About 1/3rd occur in free-standing birthing centers. Women who use birthing centers and midwives tend to be over 25, white, and have had previous children.

These are the stages of a normal delivery.

The first stage is the longest stage and can last on average about 12-16 hours for first babies and 6-9 hours for subsequent children.
During this stage, the uterus begins to contract and as labor progresses; contractions last longer and come more frequently. Minute long contractions that come 5 minutes apart are often used as the point at which to start preparing for delivery and to call your physician or midwife if available. The cervix or opening to the uterus begins to dilate to about 10 centimeters or just less than 4 inches in diameter. This stage may also be signaled by a bloody discharge or release of amniotic fluid if the amniotic sack breaks. In this case, labor must be induced if contractions aren’t progressing to reduce the risk of infection.

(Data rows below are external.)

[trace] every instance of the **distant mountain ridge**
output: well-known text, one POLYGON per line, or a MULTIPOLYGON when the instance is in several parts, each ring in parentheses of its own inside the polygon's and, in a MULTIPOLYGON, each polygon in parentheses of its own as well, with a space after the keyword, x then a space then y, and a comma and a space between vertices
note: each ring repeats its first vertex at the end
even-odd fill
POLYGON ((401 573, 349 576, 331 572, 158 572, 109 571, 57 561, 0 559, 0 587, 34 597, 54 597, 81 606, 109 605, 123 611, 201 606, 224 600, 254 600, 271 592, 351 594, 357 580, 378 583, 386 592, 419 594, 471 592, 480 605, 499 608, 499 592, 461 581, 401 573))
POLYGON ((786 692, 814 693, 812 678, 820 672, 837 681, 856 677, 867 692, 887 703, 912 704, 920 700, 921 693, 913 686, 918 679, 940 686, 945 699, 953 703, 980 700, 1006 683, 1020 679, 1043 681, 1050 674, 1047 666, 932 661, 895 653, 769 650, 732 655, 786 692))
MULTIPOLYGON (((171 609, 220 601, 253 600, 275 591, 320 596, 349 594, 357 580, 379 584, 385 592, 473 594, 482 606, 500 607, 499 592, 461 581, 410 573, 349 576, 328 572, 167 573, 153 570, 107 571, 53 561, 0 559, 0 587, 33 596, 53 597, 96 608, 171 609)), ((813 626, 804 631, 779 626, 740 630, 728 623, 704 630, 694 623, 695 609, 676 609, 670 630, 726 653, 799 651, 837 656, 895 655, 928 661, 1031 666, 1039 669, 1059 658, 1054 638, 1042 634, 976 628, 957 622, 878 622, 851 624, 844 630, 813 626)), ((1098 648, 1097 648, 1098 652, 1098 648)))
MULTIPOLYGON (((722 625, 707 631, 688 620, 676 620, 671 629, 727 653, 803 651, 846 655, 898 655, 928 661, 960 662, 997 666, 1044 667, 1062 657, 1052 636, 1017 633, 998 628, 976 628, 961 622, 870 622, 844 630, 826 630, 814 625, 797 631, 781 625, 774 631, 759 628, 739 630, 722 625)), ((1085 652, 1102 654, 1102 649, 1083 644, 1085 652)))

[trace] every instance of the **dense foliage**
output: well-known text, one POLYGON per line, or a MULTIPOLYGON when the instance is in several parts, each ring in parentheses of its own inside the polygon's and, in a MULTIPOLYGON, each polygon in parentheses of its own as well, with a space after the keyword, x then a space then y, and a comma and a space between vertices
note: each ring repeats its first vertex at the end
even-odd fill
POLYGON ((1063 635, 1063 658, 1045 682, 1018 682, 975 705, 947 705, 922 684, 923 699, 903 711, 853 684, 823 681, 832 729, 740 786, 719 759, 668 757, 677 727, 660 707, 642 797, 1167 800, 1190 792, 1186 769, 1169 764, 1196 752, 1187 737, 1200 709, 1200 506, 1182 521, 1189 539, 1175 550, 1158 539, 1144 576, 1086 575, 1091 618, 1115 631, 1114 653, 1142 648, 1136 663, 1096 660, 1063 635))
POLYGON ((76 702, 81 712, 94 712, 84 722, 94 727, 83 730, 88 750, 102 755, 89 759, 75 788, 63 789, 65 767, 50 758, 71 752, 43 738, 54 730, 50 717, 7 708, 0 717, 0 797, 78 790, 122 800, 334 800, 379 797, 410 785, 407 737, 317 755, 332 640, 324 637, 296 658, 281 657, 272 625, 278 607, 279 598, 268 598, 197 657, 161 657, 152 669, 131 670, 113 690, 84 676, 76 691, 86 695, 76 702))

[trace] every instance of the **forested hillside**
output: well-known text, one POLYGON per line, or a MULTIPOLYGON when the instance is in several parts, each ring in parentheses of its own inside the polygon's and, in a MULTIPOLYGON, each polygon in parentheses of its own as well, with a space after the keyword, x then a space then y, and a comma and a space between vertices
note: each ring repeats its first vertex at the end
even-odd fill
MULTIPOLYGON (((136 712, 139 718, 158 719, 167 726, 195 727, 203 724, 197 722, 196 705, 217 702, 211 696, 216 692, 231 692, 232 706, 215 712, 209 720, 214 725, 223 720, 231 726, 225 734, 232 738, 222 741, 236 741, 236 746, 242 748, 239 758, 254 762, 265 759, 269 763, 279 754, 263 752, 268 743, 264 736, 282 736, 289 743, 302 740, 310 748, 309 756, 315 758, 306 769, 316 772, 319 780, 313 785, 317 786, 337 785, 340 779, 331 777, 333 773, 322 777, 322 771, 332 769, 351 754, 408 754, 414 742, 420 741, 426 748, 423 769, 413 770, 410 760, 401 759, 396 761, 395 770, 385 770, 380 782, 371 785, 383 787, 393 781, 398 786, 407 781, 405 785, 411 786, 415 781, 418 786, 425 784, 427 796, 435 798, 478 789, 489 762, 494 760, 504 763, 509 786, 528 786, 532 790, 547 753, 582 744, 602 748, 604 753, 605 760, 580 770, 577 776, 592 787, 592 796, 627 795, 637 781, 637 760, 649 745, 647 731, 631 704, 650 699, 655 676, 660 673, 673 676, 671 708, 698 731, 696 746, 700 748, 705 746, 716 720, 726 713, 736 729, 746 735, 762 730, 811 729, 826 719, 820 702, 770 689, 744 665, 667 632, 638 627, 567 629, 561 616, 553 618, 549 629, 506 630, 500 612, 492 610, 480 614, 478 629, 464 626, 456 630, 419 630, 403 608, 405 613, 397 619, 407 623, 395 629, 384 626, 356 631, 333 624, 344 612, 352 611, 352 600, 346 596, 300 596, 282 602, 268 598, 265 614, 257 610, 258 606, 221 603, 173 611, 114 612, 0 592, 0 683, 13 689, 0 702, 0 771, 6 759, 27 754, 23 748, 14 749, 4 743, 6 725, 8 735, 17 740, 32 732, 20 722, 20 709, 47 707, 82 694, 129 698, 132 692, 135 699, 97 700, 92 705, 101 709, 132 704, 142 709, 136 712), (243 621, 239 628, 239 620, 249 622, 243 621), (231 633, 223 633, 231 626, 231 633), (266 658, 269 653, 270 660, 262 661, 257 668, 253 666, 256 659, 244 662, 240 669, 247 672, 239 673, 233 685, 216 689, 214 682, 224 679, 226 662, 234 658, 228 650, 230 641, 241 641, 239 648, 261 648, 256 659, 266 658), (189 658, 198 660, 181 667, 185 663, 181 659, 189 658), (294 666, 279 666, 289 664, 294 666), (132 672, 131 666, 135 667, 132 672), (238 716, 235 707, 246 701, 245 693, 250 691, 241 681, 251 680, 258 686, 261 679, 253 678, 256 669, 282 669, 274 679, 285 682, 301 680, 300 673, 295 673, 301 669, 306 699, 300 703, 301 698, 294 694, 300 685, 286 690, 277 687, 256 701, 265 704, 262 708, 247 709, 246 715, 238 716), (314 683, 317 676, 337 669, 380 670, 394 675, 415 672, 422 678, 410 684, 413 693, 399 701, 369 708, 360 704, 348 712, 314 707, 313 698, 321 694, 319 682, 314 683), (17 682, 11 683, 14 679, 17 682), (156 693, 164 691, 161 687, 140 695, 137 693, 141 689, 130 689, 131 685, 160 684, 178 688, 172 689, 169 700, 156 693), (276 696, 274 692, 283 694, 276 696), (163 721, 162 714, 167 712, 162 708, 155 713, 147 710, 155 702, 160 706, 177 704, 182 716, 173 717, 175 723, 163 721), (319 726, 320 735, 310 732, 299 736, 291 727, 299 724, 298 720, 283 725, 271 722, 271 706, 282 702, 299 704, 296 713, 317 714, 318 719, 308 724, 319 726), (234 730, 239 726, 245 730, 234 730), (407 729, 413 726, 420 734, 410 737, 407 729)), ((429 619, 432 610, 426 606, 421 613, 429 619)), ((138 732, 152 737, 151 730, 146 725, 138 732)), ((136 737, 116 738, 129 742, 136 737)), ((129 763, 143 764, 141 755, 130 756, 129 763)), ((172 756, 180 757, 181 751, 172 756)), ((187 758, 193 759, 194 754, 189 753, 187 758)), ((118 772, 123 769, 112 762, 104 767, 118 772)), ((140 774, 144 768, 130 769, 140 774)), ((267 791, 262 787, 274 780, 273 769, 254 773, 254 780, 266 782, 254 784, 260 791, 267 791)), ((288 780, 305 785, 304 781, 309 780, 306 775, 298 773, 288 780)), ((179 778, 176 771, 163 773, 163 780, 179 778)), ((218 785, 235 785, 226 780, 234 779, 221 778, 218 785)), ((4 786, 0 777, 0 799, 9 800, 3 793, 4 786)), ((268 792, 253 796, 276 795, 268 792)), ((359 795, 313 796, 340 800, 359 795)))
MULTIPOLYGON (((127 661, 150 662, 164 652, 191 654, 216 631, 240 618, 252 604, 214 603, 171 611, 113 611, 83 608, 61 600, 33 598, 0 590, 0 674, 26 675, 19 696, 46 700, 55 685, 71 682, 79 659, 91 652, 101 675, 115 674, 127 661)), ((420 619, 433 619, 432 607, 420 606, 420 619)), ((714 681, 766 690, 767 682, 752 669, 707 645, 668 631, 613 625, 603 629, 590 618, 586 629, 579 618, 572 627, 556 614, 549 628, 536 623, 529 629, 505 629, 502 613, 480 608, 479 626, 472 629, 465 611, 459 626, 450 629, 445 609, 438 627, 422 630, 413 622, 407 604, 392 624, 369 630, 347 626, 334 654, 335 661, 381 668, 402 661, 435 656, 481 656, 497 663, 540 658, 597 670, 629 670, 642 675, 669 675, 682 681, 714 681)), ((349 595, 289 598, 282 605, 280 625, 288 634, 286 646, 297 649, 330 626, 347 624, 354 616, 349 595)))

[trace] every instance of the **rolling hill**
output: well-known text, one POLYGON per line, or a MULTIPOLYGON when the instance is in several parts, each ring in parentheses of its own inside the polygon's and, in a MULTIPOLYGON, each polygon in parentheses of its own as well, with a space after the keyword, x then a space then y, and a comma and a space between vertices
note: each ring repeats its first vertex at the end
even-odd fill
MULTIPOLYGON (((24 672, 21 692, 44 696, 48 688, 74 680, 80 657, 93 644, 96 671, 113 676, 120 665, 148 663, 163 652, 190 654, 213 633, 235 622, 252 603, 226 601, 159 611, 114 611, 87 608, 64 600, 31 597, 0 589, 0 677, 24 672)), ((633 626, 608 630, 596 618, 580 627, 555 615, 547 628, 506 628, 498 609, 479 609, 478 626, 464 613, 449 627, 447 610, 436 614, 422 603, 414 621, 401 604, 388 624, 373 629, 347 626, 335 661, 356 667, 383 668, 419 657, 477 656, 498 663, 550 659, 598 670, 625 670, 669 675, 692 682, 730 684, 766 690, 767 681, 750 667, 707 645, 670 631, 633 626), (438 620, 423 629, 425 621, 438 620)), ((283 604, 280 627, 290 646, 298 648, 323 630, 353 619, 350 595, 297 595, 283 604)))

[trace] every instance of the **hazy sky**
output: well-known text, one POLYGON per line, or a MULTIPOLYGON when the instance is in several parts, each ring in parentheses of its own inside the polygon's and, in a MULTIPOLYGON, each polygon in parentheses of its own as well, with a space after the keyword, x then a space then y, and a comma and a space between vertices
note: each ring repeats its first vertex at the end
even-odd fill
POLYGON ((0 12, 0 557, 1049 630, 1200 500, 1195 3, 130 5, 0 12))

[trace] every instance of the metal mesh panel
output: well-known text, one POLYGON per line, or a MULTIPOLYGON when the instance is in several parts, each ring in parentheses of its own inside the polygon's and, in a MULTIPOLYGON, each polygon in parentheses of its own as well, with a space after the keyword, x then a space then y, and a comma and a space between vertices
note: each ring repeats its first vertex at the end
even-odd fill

The second stage lasts about 10-40 minutes and involves the passage of the baby through the birth canal. In a normal delivery, the head is delivered first and the mother is encouraged to push and relax through contractions. A surgical incision known as an episiotomy may be made to extend the vaginal opening if needed.

The third stage involves the delivery of the placenta or afterbirth. If an episiotomy has been performed, it is now sutured. This is typically a relatively painless stage.

The condition of the newborn is often assessed at 1 minute and 5 minutes after delivery using the APGAR. The APGAR scale is a measure of heart rate, respiration, muscle tone, reflex response, and color. A skilled practitioner can conduct the APGAR easily and quickly. The newborn is given a score of 0 to 2 on each of the measures. A perfect APGAR would be a score of 10. But few babies receive a 10 on their first reading. Less than five is a cause for concern. The score should improve upon the second reading.

Another assessment that is often used is the Brazelton Neonatal Behavioral Assessment Scale. This is designed to look at the newborn’s neurological condition by witnessing the sympathetic and parasympathetic nervous system as it responds to stress as well as determining whether the baby has normal motor control. The baby’s motor development is examined perhaps by moving the baby and seeing if its head and eyes move to follow an object. Is the baby cuddly when held or is it flaccid or stiff? When the bottom of the baby’s feet is slapped, the baby should begin to cry in response to stress and the baby should be able to calm back down soon after as evidence of physiological control.